I went to the door. “If you need anything, come and see me,” he said as he opened the door for me. “And when the time comes, we’ll see that the baby is born under the best conditions possible.” He, like the commissioner of police, was very fond of me. But I liked him, too, whereas I did not like the commissioner at all. I have already described the doctor once. He was a handsome young man, very dark, healthy and vigorous, with a black mustache, bright eyes and white teeth, as cheerful and lively as a gun-dog. I often went to him to have myself examined, at least once a fortnight, and two or three times I had let him make love to me, out of gratitude because he never made me pay him, on the same cot where he had examined me. But he was discreet and, except for an occasional playful gesture, he never tried to force his desire on me. He gave me advice, and I think he was a little bit in love with me in his own way.
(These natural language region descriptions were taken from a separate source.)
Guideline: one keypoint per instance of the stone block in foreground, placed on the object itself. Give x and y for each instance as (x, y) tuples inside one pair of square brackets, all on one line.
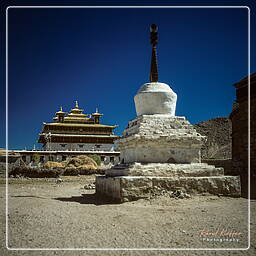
[(129, 188)]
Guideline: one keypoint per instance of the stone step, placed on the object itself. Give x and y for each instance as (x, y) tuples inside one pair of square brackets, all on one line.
[(166, 170), (129, 188)]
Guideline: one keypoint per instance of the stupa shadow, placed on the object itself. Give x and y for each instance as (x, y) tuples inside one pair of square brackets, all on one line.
[(88, 199)]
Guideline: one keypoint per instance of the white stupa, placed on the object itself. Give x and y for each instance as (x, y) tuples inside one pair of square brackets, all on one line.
[(159, 150)]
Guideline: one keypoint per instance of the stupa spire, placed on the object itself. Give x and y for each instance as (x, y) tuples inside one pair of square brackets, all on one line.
[(154, 68)]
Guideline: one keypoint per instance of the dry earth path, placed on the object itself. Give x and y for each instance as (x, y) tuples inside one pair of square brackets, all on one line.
[(44, 214)]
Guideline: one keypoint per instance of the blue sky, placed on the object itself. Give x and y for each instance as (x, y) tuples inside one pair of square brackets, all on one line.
[(101, 57)]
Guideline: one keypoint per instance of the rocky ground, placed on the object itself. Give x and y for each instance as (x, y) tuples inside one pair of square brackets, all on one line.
[(50, 213)]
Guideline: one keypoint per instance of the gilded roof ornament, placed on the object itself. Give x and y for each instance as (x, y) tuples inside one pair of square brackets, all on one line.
[(154, 41)]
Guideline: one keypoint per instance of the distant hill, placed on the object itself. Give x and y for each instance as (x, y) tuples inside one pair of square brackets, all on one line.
[(218, 131)]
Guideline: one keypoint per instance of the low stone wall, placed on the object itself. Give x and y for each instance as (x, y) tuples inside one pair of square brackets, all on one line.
[(225, 163), (128, 188)]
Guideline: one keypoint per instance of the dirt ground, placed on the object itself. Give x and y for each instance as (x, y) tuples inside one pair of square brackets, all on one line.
[(46, 214)]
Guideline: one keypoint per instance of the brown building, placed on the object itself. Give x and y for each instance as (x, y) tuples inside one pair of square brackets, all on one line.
[(240, 128)]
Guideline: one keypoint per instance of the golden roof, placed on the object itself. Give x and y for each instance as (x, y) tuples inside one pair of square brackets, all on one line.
[(81, 125), (97, 113), (60, 112)]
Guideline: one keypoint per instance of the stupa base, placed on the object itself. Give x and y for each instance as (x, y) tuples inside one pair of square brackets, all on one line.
[(199, 178)]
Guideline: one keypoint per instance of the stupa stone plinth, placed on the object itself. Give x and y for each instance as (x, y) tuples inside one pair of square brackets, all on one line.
[(161, 151)]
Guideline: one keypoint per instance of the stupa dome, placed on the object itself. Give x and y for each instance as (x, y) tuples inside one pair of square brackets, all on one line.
[(155, 98)]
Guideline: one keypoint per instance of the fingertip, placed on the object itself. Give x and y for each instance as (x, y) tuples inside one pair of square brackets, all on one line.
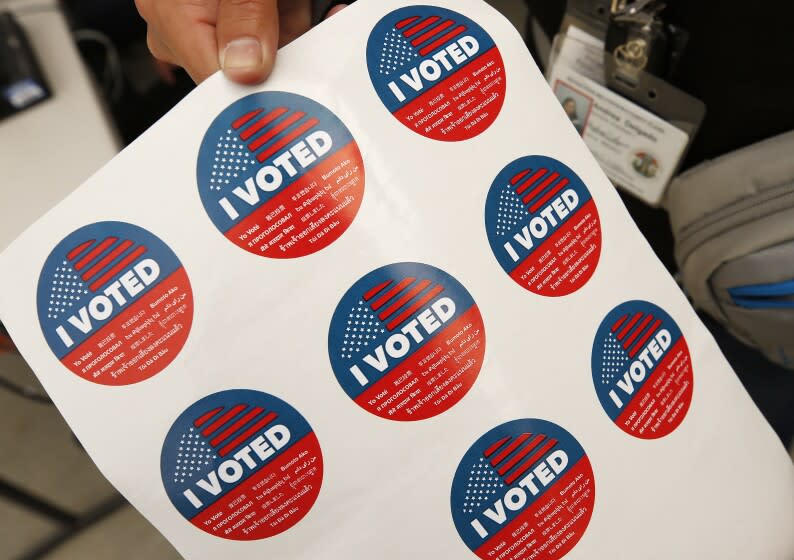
[(336, 10), (247, 60)]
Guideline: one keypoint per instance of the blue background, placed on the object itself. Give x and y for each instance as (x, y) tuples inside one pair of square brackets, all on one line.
[(287, 415), (268, 100), (502, 183), (386, 25), (630, 308), (341, 366), (512, 429), (157, 250)]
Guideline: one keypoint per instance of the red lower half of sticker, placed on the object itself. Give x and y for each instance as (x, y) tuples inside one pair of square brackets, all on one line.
[(661, 404), (462, 105), (566, 260), (310, 214), (270, 501), (142, 340), (551, 526), (435, 377)]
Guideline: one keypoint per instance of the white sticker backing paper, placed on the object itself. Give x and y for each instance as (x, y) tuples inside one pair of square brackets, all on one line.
[(387, 305)]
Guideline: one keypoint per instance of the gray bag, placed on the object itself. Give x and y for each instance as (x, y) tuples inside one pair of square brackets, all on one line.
[(733, 221)]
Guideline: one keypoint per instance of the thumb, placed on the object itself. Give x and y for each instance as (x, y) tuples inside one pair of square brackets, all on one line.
[(247, 32)]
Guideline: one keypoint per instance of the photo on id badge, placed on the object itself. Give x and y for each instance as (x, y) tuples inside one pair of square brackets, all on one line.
[(543, 226), (115, 304), (280, 175), (437, 72), (576, 104)]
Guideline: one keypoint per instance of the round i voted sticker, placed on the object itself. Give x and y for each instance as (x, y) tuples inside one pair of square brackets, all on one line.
[(525, 489), (280, 175), (543, 226), (642, 370), (114, 303), (406, 342), (438, 72), (242, 465)]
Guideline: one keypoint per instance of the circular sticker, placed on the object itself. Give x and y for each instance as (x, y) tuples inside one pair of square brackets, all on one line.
[(642, 370), (280, 175), (543, 226), (406, 342), (439, 73), (242, 465), (524, 490), (114, 303)]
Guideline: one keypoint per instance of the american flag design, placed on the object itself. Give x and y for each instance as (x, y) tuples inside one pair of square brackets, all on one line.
[(207, 439), (407, 36), (640, 337), (383, 306), (416, 36), (492, 470), (87, 263), (252, 133), (527, 216), (386, 302)]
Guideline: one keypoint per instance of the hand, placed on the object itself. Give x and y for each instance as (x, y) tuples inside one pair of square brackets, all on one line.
[(239, 36)]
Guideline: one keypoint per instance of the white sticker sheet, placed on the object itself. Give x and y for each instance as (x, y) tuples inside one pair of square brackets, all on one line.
[(387, 304)]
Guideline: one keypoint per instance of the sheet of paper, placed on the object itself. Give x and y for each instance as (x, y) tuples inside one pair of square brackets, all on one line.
[(388, 305)]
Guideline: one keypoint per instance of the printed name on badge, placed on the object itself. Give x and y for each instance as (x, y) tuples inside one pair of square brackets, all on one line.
[(438, 72), (114, 303), (406, 342), (242, 465), (525, 489), (280, 175), (543, 226), (642, 370)]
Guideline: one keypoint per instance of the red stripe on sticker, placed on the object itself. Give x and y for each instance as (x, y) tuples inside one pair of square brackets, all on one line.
[(637, 331), (509, 449), (246, 134), (74, 253), (414, 307), (247, 434), (519, 176), (526, 450), (245, 118), (531, 181), (548, 196), (305, 127), (275, 131), (645, 338), (619, 322), (105, 278), (444, 39), (419, 26), (212, 428), (424, 37), (207, 417), (526, 465), (97, 268), (625, 330), (406, 21), (376, 290), (495, 447), (95, 252), (228, 432), (384, 299), (405, 298), (539, 189)]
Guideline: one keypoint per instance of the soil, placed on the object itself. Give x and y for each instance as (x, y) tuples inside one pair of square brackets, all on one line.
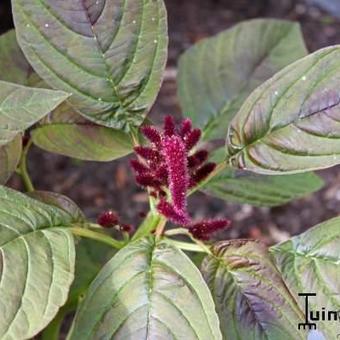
[(99, 186)]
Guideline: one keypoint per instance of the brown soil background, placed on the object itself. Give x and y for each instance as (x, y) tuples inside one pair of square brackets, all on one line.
[(99, 186)]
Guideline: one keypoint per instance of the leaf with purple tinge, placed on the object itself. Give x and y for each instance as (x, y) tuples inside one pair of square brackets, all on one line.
[(216, 75), (142, 292), (250, 296), (291, 123), (9, 158), (67, 133), (310, 263), (109, 54)]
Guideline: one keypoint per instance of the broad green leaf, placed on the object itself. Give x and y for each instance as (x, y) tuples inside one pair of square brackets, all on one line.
[(9, 158), (83, 141), (310, 263), (90, 258), (13, 64), (36, 263), (149, 290), (21, 107), (291, 123), (109, 54), (251, 298), (241, 186), (216, 75), (60, 201), (66, 133)]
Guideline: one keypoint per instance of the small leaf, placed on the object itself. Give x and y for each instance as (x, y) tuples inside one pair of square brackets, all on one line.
[(68, 134), (261, 190), (36, 263), (251, 298), (149, 290), (109, 54), (21, 107), (217, 74), (15, 68), (310, 263), (9, 158), (291, 123)]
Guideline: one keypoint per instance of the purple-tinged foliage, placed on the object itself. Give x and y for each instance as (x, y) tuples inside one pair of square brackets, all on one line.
[(169, 126), (108, 219), (176, 216), (197, 159), (174, 152), (192, 138)]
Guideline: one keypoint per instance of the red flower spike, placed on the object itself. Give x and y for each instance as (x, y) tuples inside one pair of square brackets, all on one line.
[(197, 159), (108, 219), (151, 134), (186, 127), (126, 228), (170, 169), (167, 209), (202, 173), (139, 167), (176, 160), (203, 230), (192, 138), (169, 126), (147, 181)]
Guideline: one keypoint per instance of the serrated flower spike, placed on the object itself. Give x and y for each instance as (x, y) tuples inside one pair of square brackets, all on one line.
[(169, 167), (202, 230)]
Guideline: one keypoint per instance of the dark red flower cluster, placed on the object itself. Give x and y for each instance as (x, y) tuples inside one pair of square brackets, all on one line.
[(170, 167)]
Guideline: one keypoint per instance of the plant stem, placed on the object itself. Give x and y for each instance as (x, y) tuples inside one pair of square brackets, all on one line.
[(220, 167), (187, 246), (182, 231), (23, 168), (87, 233)]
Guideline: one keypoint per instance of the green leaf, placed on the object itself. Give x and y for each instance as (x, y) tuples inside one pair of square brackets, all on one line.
[(291, 123), (216, 75), (251, 298), (21, 107), (9, 158), (109, 54), (260, 190), (310, 263), (68, 134), (13, 61), (149, 290), (36, 263)]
I had told him I knew who was the father of my child. Actually, at that moment I only suspected it, instinctively rather than by any real calculation. But when I was out in the street again, counting the days and examining my memories, this suspicion became a certainty. I remembered the long, plaintive cry of agony and pleasure wrung from me in the darkness of my room by the mixture of terror and attraction I had felt for him, and I was sure that the father of my child could be no other than Sonzogno. It was dreadful to know that I had conceived a child by a brutal and monstrous murderer like Sonzogno, particularly since there was a danger that the son might take after his father and inherit his characteristics. On the other hand, I could not help feeling there was some justice in Sonzogno’s paternity. Sonzogno was the only one of all the many men who had made love to me who had really possessed me, beyond any sentiment of love, in the darkest and most secret core of my flesh. The fact that he horrified and frightened me and that I was forced to give myself to him against my will did not alter but confirmed the fact that his possession of me had been complete and profound. Neither Gino nor Astarita nor even Mino, for whom I felt a completely different kind of passion, had aroused in me the sensation of such a legitimate possession, even though I loathed it. All this seemed strange and terrifying; but so it was. Feelings are the only things one cannot reject or deny or even, in a certain sense, analyze. I came to the conclusion that some men are made for love and some for procreation; and if it was only right that I should have a child by Sonzogno, it was no less right for me to detest him and flee from him and to love Mino instead, as I really did.